Geothermal energy — using the natural heat beneath the Earth’s surface to generate electricity — is a vast, largely untapped resource with the potential to meet the nation’s power needs many times over. Today, two-thirds of the electricity generated in the U.S. comes from fossil fuels, including 39 percent from coal. Geothermal energy offers one of the most promising alternatives to fossil fuels for reducing carbon dioxide emissions while providing a stable baseload energy supply. It is renewable, has a small environmental footprint and emits no greenhouse gases.

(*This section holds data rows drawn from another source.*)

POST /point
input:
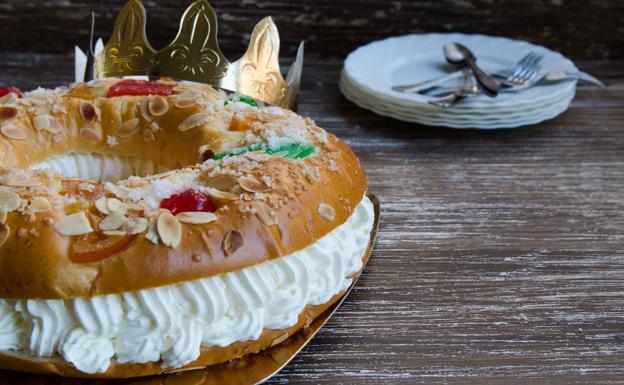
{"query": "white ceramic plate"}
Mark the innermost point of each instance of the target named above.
(434, 111)
(527, 119)
(371, 70)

To turn the potential of geothermal energy into cost-competitive commercial applications, the U.S. Department of Energy (DOE) is establishing FORGE — the Frontier Observatory for Research in Geothermal Energy. FORGE will be a dedicated site where scientists and engineers can develop and test new technologies for Enhanced Geothermal Systems (EGS). Research conducted at FORGE will advance commercialization and deployments of EGS, as well as provide immediate benefits to the existing geothermal industry.
Newberry Geothermal Energy (NEWGEN) is one of five FORGE proposals being reviewed by DOE. Its site at the Newberry Volcano in Central Oregon is the only one located on a volcano, so the hot rock is closer to the surface. That makes it easier to drill wells and extract hot water for power generation.